Le Maroc est malheureusement classé parmi cette seconde catégorie qui n’a à son actif que l’absence de toute stratégie en matière de production d’outils visant à faciliter le traitement systématique des questions propres à la jeunesse et la faible implication des acteurs sociaux ainsi que le manque de consultations intersectorielles à grande échelle en la matière.
Les perspectives du développement du Maroc et la réussite des changements socio-économiques dépendent des conditions de socialisation et de développement de la jeune génération, de ce fait, la mise en œuvre d’une politique publique solide en faveur des jeunes quels que soient leur région, leur statut social et matériel, leur sexe, leur éducation et la nature de leur activité, est devenue une nécessité impérieuse.
La population marocaine totalise aujourd’hui 11 million de jeunes dont la tranche d’âge se situe entre 15 et 35 ans (38% de la population totale). Aujourd’hui, la situation nationale de la jeunesse est caractérisée par des paradoxes saisissants, des disparités extrêmes en terme de ressources économiques, technologiques, sociales et culturelles qui différent considérablement selon les régions, le genre et la situation sociale de la famille.
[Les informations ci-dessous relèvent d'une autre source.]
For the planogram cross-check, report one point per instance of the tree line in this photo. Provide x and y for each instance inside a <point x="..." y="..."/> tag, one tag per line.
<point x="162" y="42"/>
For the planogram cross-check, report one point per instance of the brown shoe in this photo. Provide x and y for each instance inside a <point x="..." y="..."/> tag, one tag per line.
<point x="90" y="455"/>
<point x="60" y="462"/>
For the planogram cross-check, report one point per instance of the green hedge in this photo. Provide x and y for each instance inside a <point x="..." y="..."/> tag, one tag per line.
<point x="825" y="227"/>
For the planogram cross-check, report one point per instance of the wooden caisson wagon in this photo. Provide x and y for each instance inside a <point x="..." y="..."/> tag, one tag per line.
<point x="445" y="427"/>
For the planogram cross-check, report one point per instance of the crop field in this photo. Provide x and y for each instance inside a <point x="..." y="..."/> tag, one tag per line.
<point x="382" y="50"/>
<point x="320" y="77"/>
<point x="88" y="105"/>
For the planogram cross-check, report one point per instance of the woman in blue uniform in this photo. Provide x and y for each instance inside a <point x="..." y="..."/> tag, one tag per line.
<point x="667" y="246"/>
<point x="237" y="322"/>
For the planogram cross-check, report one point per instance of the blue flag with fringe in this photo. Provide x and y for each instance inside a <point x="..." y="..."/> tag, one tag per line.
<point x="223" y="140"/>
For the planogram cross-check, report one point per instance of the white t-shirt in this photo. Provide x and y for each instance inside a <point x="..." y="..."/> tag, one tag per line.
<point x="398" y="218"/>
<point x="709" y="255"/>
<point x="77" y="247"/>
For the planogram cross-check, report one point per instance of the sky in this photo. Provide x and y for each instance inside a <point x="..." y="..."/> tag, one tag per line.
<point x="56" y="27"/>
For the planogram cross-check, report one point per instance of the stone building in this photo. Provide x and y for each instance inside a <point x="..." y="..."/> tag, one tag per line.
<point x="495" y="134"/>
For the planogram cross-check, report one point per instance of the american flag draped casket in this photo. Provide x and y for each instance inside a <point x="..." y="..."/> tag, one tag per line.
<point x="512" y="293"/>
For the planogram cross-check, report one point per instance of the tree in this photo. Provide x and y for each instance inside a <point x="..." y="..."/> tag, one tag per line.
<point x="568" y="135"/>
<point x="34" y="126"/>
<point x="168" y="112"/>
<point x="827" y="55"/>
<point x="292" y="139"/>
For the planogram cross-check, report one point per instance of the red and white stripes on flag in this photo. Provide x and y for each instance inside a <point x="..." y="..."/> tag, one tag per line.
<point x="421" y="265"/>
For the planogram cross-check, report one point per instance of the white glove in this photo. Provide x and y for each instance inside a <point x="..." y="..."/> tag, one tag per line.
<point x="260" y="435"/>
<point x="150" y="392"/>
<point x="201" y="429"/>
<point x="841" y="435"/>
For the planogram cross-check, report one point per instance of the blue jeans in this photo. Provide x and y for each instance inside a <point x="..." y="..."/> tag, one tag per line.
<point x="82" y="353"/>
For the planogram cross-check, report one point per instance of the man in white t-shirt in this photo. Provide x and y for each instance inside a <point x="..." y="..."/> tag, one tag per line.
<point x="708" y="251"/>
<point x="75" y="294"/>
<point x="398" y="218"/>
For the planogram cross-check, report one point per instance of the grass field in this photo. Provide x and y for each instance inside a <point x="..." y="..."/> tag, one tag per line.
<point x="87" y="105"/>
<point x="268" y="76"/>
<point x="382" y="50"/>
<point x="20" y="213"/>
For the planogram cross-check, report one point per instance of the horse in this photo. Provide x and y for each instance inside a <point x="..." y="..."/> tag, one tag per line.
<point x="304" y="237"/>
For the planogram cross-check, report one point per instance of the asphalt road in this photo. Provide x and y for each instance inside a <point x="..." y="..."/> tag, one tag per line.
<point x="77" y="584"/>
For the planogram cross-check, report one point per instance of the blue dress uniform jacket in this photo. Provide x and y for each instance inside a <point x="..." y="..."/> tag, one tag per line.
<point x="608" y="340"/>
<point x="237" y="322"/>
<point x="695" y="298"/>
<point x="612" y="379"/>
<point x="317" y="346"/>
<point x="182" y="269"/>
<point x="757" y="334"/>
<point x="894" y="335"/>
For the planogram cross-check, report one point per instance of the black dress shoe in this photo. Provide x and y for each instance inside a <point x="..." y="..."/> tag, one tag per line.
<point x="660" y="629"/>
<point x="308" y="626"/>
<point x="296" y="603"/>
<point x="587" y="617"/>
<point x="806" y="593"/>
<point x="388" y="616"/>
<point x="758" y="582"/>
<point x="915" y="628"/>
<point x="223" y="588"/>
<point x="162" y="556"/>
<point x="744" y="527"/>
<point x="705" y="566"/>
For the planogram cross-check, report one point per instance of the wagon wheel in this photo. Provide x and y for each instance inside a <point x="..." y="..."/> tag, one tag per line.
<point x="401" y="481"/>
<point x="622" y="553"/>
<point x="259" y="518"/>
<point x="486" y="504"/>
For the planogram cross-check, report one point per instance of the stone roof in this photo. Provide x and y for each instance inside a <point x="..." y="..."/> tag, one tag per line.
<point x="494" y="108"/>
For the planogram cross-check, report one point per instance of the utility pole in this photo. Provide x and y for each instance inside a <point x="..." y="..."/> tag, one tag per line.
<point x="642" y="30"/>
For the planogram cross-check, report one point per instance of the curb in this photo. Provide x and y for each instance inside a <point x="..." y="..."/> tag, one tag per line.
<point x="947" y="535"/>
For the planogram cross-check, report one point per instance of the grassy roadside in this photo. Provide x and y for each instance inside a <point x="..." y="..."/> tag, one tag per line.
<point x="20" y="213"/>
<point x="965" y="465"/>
Le poids démographique de cette catégorie est révélateur de l’importance de ses besoins en matière d’éducation et de formation, d’emploi et d’intégration dans le processus de développement. La question de la jeunesse apparaît comme un enjeu essentiel pour l’action publique, d’autant qu’on assiste aujourd’hui à une aggravation de la fracture générationnelle, renforcée par la "crise" dont les jeunes sont particulièrement victimes. La tentation peut être grande alors de la voir se renforcer dans un contexte de plus en plus mondialisé.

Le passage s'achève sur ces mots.